The Yale Murder. Not that one. The other one.

I noticed in the New York Times an obituary for Jack Litman, an attorney who defended a lot of people who weren't such nice people. He handled a few notorious murder trials, and the Times named two in particular: one, the Robert Chambers/Jennifer Levin trial, "the Preppy Murder," which I actually remember, dimly (I was a teenager when it happened), and also a murder trial that was called "the Yale Murder." It was interesting to me that the Times made a point of referring to the Yale Murder, because, what with the latest big Yale murder, the Annie Le case, in all the coverage of that case I kept looking in the media for a reference to the earlier murder, and never saw it. I would have thought that someone would have brought it up, but, no, it never happened.

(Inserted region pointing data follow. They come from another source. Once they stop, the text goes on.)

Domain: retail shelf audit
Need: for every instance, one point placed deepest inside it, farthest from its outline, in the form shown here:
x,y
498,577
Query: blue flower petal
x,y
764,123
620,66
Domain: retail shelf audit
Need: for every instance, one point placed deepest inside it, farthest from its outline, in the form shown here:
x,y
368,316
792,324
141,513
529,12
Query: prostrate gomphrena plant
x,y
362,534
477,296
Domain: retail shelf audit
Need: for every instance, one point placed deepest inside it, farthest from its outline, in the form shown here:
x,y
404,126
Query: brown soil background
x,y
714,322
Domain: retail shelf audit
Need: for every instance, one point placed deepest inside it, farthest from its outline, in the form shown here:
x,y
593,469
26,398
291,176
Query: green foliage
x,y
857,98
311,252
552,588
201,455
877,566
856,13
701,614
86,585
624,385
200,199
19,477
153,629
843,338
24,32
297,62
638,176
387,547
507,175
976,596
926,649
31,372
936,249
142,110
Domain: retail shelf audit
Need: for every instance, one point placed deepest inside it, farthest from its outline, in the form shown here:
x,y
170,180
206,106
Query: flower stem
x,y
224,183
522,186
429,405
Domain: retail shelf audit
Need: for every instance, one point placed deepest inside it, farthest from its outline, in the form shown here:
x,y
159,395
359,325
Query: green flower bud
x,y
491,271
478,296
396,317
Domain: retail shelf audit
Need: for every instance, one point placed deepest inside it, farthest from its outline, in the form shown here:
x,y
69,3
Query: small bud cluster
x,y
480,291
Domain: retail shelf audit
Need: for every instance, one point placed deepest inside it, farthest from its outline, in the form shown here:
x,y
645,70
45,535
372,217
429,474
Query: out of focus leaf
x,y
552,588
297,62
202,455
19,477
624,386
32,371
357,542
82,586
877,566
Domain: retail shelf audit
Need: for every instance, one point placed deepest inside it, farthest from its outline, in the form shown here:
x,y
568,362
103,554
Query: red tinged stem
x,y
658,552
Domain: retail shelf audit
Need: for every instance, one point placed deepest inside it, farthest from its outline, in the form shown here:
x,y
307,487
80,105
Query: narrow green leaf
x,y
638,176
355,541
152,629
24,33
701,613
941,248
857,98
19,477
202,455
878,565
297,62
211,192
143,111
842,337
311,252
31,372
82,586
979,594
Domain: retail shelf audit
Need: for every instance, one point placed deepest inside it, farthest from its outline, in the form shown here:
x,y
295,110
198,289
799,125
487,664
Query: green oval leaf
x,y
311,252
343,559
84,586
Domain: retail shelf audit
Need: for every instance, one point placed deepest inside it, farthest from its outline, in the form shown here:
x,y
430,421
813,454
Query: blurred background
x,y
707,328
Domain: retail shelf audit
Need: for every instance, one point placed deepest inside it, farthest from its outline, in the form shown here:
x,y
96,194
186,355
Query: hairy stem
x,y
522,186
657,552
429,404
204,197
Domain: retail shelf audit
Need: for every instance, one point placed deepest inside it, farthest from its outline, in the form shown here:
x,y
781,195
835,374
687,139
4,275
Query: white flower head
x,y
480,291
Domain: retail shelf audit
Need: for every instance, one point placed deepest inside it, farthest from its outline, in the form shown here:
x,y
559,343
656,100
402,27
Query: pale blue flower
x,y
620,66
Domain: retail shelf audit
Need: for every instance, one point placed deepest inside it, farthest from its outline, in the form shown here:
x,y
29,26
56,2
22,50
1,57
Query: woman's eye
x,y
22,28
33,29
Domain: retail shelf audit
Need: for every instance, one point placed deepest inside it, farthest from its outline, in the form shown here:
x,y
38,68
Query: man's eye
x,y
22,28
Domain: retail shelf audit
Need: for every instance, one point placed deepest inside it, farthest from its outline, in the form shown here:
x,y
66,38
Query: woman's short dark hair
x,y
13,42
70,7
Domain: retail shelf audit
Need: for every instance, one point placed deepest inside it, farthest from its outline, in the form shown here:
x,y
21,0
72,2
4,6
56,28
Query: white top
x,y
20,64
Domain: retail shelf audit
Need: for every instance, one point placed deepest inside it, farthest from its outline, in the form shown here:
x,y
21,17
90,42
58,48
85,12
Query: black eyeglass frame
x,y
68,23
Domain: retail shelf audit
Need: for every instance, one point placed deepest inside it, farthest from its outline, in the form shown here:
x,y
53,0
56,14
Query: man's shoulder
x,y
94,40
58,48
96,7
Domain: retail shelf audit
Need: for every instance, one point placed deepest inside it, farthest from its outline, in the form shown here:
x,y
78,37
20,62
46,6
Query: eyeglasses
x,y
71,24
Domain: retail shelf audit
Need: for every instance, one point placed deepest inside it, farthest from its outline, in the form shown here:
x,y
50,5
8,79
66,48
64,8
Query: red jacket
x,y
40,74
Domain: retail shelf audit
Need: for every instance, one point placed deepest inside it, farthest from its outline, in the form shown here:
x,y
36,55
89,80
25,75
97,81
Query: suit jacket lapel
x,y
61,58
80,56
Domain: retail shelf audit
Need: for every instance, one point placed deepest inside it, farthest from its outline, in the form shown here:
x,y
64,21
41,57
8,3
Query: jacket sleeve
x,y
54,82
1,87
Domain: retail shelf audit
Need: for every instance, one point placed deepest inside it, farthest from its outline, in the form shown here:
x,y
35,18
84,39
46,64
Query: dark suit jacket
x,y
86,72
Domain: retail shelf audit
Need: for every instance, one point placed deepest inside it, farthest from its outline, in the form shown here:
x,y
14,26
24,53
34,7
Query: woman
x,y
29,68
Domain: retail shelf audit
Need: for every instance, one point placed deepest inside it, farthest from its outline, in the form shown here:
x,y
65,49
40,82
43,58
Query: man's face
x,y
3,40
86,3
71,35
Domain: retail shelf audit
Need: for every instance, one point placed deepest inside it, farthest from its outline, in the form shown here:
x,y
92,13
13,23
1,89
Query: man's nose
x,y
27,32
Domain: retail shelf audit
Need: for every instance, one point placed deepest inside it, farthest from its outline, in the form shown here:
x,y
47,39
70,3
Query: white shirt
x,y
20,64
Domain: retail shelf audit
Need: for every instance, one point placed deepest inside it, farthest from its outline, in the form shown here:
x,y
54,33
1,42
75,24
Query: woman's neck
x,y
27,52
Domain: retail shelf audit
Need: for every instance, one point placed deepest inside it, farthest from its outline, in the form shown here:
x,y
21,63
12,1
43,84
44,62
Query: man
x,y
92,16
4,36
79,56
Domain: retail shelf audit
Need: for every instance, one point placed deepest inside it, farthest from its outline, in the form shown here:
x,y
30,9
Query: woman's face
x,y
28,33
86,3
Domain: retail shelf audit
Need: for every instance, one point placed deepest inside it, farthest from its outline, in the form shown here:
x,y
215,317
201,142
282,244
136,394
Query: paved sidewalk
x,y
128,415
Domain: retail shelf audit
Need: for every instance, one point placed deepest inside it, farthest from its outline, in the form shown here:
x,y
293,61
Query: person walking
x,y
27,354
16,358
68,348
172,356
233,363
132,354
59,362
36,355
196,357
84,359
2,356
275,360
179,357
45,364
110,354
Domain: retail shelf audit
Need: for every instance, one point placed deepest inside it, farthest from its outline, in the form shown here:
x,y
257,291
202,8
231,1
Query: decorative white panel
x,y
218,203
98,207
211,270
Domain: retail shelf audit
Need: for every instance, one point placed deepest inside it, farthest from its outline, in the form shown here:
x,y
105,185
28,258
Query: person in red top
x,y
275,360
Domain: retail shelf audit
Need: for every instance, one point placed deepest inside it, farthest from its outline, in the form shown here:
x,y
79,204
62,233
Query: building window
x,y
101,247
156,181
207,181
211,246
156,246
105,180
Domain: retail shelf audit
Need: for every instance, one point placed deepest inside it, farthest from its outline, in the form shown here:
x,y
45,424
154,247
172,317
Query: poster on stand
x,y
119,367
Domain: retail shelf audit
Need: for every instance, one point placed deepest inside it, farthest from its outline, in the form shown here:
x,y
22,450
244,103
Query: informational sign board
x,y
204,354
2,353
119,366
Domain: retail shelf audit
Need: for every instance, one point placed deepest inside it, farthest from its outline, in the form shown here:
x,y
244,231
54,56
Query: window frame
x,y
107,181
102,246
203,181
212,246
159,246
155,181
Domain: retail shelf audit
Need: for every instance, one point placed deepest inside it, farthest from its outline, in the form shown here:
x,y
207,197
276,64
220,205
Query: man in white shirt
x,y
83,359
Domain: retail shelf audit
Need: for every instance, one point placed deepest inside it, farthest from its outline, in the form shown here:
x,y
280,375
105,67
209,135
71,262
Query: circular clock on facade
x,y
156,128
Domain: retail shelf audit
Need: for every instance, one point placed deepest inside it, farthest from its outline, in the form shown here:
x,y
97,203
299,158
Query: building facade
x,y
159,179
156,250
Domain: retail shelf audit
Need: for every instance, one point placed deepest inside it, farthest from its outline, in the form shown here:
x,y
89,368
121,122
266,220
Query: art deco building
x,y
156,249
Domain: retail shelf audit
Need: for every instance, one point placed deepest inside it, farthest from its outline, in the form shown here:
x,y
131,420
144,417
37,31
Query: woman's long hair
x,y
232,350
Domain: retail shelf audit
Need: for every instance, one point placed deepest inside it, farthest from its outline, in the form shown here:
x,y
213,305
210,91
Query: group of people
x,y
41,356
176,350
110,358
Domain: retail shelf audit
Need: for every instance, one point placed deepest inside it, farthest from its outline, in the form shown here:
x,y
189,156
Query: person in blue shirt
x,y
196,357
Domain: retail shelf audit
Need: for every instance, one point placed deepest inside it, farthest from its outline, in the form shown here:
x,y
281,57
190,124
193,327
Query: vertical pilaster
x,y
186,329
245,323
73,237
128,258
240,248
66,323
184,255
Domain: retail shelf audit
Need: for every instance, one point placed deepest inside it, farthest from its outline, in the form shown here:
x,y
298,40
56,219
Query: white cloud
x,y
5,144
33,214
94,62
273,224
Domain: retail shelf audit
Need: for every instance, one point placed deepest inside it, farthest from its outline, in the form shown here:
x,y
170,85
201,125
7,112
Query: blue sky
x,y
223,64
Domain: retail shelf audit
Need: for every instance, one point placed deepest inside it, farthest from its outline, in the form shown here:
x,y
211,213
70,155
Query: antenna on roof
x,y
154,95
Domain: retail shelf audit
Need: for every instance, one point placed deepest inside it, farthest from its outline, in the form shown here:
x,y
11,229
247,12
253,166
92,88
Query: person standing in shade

The only reason I know about the Yale Murder is that someone once asked me to locate a copy of the true crime book that it inspired. I located a copy for the customer, and then, because I like reading true crime, I got another copy for myself (finding it by chance at a junk shop, ironically, after putting actual effort into finding the customer his copy). I still have it. It's a bright magenta mass market paperback. Presumably for legal reasons the publisher was prevented from using Yale blue...

Now out of print, the book tells the story of the people involved in the case -- Richard Herrin and Bonnie Garland, two Yale undergrads who were involved in a relationship that had a bad ending (when Herrin killed Garland in her parents' Westchester house). This happened in the 1970s, and while I was here at the time, I was too young to have been aware of it.

I find it sort of weird that the "original" Yale Murder has become such an obscure historical fact, even here in New Haven, where I feel like we all have such long memories for things like this. People talk about Penny Serra like it happened yesterday. But the "Yale Murder"? Nope.

Maybe it's because Bonnie Garland wasn't actually murdered in New Haven. But even so. Even so. It's a Yale crime. Where did it go in our collective memories? Bonnie Garland is now, it seems, just a little note in Jack Litman's obituary.